The news. On June 5, 2026, Google released quantization-aware-trained checkpoints for the Gemma 4 family, spanning the compact E2B and E4B edge models up through 12B and larger sizes. Alongside the standard Q4_0 4-bit format, a new mobile schema applies targeted 2-bit quantization to the token-generation layers while keeping the core reasoning layers at higher precision, plus an optimized KV cache and static activations. With the mobile format, Gemma 4 E2B's reported footprint drops to about 1 GB. Checkpoints ship as GGUF for
llama.cppand as compressed tensors for vLLM. Read the announcement →
Picture the singer at a cheap keyboard that has only a handful of keys. The pitches she actually wants to sing live between those keys. The lazy way to record is to sing freely and then auto-tune the take onto the nearest key afterward — and if a note was sitting halfway between two keys, the snap yanks it a long way and the whole phrase sounds sour. That sour snap is post-training quantization: the model finishes training wherever its weights landed, and only then do you round them to the coarse low-bit grid. Quantization-aware training is the disciplined alternative — the singer rehearses on those exact keys the entire time, so every note she learns already lands on one. When you finally record in low fidelity, nothing has to move.
Underneath the metaphor, the "keys" are the grid of values a low-bit format can store, and the "sour snap" is rounding error.
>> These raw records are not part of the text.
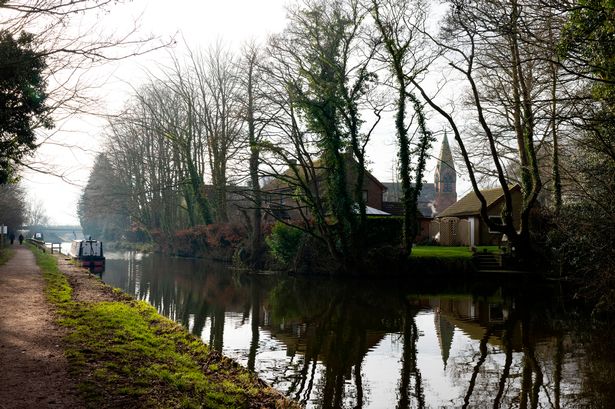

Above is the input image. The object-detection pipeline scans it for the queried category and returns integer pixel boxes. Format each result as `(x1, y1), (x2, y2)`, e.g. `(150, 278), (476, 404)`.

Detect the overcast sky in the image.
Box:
(24, 0), (465, 224)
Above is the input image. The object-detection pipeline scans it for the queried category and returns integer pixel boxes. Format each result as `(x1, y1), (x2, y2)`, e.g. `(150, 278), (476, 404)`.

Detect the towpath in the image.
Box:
(0, 244), (85, 409)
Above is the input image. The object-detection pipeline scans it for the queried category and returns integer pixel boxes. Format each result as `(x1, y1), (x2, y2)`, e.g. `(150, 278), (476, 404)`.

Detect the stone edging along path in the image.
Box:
(0, 246), (300, 409)
(0, 245), (85, 409)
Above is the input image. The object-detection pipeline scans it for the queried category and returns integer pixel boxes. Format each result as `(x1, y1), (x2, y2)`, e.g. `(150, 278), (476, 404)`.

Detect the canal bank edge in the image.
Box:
(32, 248), (300, 408)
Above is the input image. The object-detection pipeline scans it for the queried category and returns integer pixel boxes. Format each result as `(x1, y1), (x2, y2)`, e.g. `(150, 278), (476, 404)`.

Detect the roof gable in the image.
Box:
(438, 185), (520, 217)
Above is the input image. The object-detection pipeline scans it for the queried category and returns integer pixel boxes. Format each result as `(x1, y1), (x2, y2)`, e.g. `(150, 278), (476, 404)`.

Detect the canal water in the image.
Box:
(91, 252), (615, 408)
Drop a weight from 16-bit down to 4-bit and you go from a near-continuous range to just 16 representable values — so the rounding step has to shove each weight onto the nearest of those few points. PTQ does this once, at the end, to weights that never anticipated it. QAT instead simulates the rounding on every training step (using a straight-through estimator so gradients still flow), so the network learns weights that already sit on the grid — and learns to compensate elsewhere for the little that can't. Toggle the number line below from FP32 down to INT4 and watch the error bracket open up: that gap is what PTQ pays and QAT trains away.
32-bit float — virtually continuous
The reason anyone bothers is memory. Take a 2-billion-parameter model (illustrative — E2B is Google's compact "effective-2B" size). At BF16 (2 bytes per weight) the weights alone need 2,000,000,000 × 2 = 4 GB. Round them to 4-bit (about half a byte each) and that's roughly 1 GB — a ~4× shrink. Gemma 4's mobile format then pushes the bulky decode layers down to 2-bit while protecting the reasoning-critical layers, and — with the KV cache and activations optimized on top — Google reports that format brings E2B's footprint to about 1 GB, small enough to run on phone-class hardware. The mixed-precision-by-layer idea is the same one the diagram below shows: spend your bits where the model is fragile, save them where it is robust.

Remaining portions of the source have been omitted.